Retrospective self-reports are the main method of collecting data about consumer expenditures. However, self-reported data are often subject to recall error, which can impact the quality of survey data (Groves 1989). One way to reduce recall error in surveys of consumer expenditures is to supplement self-reported data through the use of financial records provided by respondents, such as store receipts, utility bills, or bank or credit card statements (Edgar and Gonzalez 2009; Laurie and Moon 2010; Kashihara and Wobus 2006; Safir and Goldenberg 2008).
Respondents’ financial records can be collected in one of two ways: prospectively or retrospectively. If collected prospectively, researchers ask respondents in advance to save records for expenditures they make during the survey reference period. If collected retrospectively, respondents are asked at the time of the survey to retrieve any available records for expenditures they made during the survey reference period. Although prospective record collection may yield more records, asking respondents to collect records may reduce response rates (Couper, Ofstedal, and Sunghee 2013). It is also possible that asking for records may alter respondents’ purchasing behavior, possibly introducing bias. Retrospective record collection avoids these problems by having respondents gather records for purchases already made. However, one challenge is that respondents might not have records for all past expenditures. In this paper, we evaluate whether retrospectively collected financial records can be used to supplement self-reports by assessing the extent to which respondents were able to provide retrospective records for the expenditures asked about in a survey of consumer expenditures. We also investigate how the availability of records was associated with the type of expenditure (e.g. clothing, furniture, telephone bills) and respondent characteristics (e.g. age, income, sex).
Data and Methods
We analyzed data from the Consumer Expenditure (CE) Records Study, which was designed as a feasibility study for measuring accuracy of self-reports in the Consumer Expenditure Quarterly Interview Survey (CEQ). The CEQ, combined with a separate diary survey, is the primary source of information about personal expenditures in the United States. The U.S. Census Bureau contracted with RTI International (RTI) to conduct the CE Records Study. RTI collected data on 3,039 expenditures reported by 115 respondents. Respondents were recruited through convenience sampling methods in Raleigh-Durham, NC and the Washington, D.C. metropolitan area. Respondents completed two interviews, spaced 4–7 days apart, and were provided a $40 cash incentive to complete Interview 1 and a $60 cash incentive to complete Interview 2. Data were collected via computer-assisted personal interviewing (CAPI) in respondents’ homes between February and May 2011.
In Interview 1, respondents completed an abbreviated version of the CEQ instrument; respondents provided self-reports about seven types of expenditures (housing, utilities, appliances, furniture, clothing, health insurance, and miscellaneous). For each expenditure type, respondents reported whether their household had made an expenditure in the past 3 months and if so, the amount of the purchase. The question wording, interviewer instructions, and other data collection procedures in the CE Records Study were nearly identical to the procedures used by the U.S. Census Bureau during standard CEQ interviews.

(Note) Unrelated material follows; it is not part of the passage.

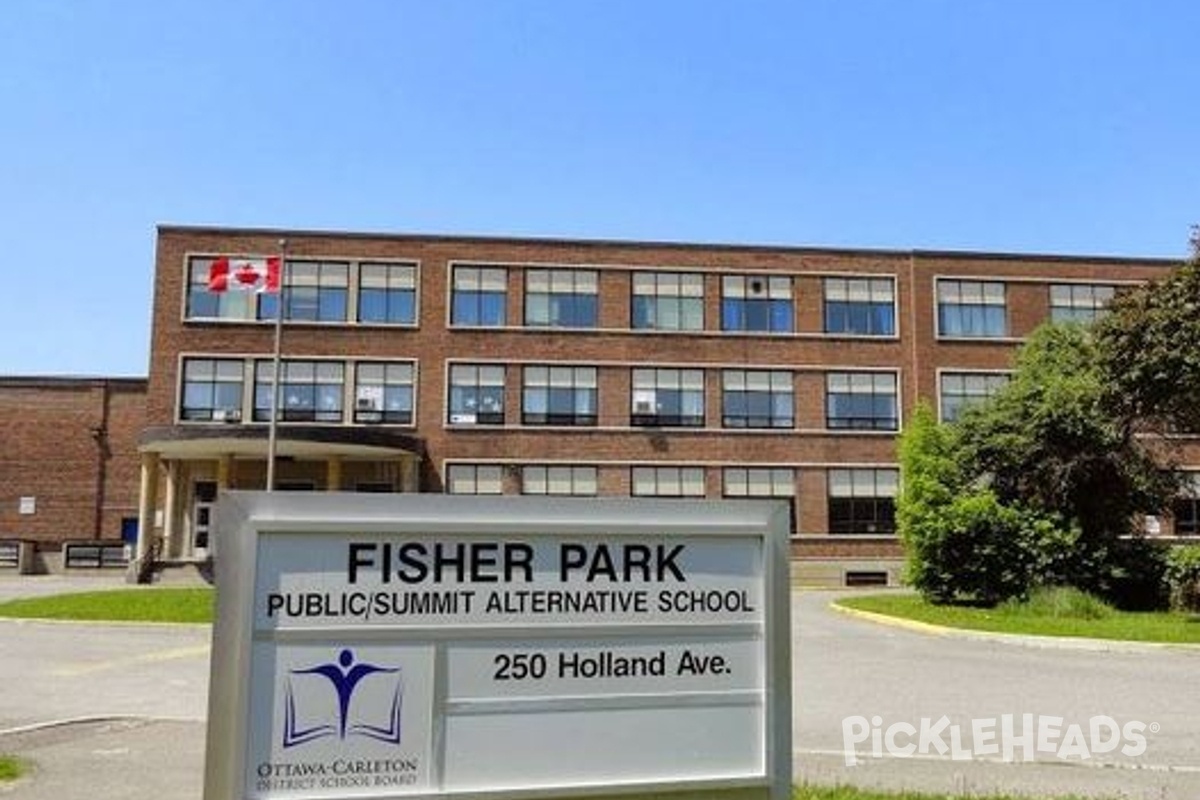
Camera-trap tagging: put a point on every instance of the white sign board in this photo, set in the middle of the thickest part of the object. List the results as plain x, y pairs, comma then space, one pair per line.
424, 645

At the end of Interview 1, respondents were asked to collect financial records for the expenditures they reported in the interview. We defined “financial records” broadly to include receipts, bills, bank and credit card statements, and respondents’ notes or budgets in either electronic or hard copy form. Four to seven days after Interview 1, the second interview occurred, during which the respondent provided the records to the interviewer. When a record was not available for an expenditure reported in Interview 1, respondents were asked why. The amount on the record was compared to the self-report from Interview 1. If there was a difference, interviewers asked respondents questions to identify possible reasons for the discrepancy. This qualitative information was used to better understand the reasons why records were unavailable or why the self-reports were inaccurate.
Out of the 115 respondents, 106 provided records for at least one expenditure reported in Interview 1. Out of 3,039 expenditures reported in Interview 1, respondents provided records for 1,082, which is 36 percent of reported expenditures. Table 1 shows the percent of expenditures with a record for each respondent and expenditure category.
The results in Table 1 suggest that there is substantial variation in the availability of financial records, particularly by respondent characteristics (race, housing status, income) and the type of expenditure. To control for confounding variables, we estimated a logistic regression that predicted record availability based on the characteristics from Table 1. Because there is likely a correlation between expenditures reported by the same respondent, we adjusted the model for the clustering of expenditures within respondents. Table 2 shows the parameters from the logistic regression. Reference categories are listed in parentheses.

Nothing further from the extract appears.